Se tão aguardado, por que a reação extrema do mercado? A resposta está nos pacotes adicionais que devem ser anunciados em conjunto com a contenção de gastos — o teor completo ainda é desconhecido, mas o que se sabe é que Haddad deve anunciar uma isenção de imposto de renda para aqueles que ganham até R$ 5 mil e uma taxação extra para super-ricos.
Logo de cara, a reação do mercado pode ser descrita quase como perplexidade.
“O mercado perdeu a paciência com a espera e a diluição das medidas positivas aventadas anteriormente.

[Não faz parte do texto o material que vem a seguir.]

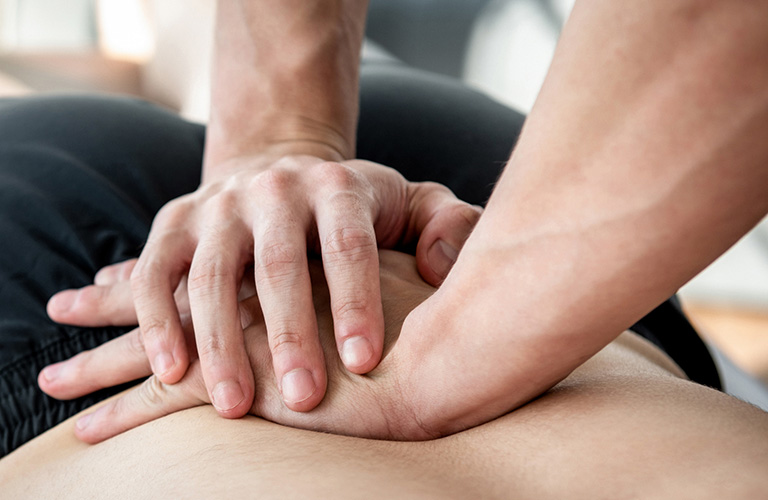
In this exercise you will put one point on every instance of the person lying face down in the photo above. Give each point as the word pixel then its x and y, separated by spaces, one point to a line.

A inserção da isenção do IR em paralelo às medidas de gastos mostra a falta de vontade do governo de se comprometer com a pauta necessária”, aponta Filippe Santa Fé, head de multimercados do ASA.
Segundo ele, a movimentação do mercado indica a busca por um prêmio de risco correspondente ao novo equilíbrio fiscal, “ainda com esperança de que esta trajetória sirva de sinalização ao Congresso”.
Marcos Moreira, CFA e sócio da WMS Capital, aponta que além da pressão no dólar e na bolsa, o vazamento da informação, a curva de juros passou a precificar uma Selic próxima dos 14%. “Isso será necessário para conter o avanço do dólar e da inflação neste cenário”, explica.
A WMS Capital acredita que, caso a isenção de IR avance, o impacto negativo na arrecadação de R$ 40 bilhões — apagando parte relevante do que o mercado espera que seja economizado com o pacote fiscal.
“Se já havia dúvidas sobre a efetividade do pacote de corte de gastos em segurar a trajetória da dívida pública, agora com o possível anúncio de receita menor devido à isenção de IR o cenário tende a piorar bastante”, aponta Felipe Reis, estrategista da EQI Research.
A novela do fiscal
Para Matheus Pizzani, economista da CM Capital, o governo apostar na isenção do imposto de renda até R$ 5 mil não é nenhuma novidade, uma vez que essa é uma proposta de campanha do governo Lula. Se hoje o mercado consegue precificar essa medida de forma efetiva é porque, em outros momentos, a possibilidade já havia sido ventilada.
O economista lembra que fazer a isenção pura e simplesmente, sem uma contrapartida, vai gerar uma perda muito significativa de arrecadação porque não tem como pensar em um cenário que essa isenção beneficie o consumo das famílias em um nível suficiente para compensar o que seria ganho com o IR.
“Não é um montante suficiente para compensar a arrecadação ou gerar um saldo positivo para o governo.Ela tem que vir acompanhada de mudanças e adaptações em outros pontos”, explica Pizzani.
“A reação do mercado em antecipação ao anúncio reforça a importância de uma comunicação clara e estratégica ao longo do processo de revisão das contas públicas. A falta de alinhamento entre intenção e narrativa tem um custo significativo, tanto em termos de percepção quanto de volatilidade no mercado”, conclui José Cassiolato, sócio da RGW Investimentos.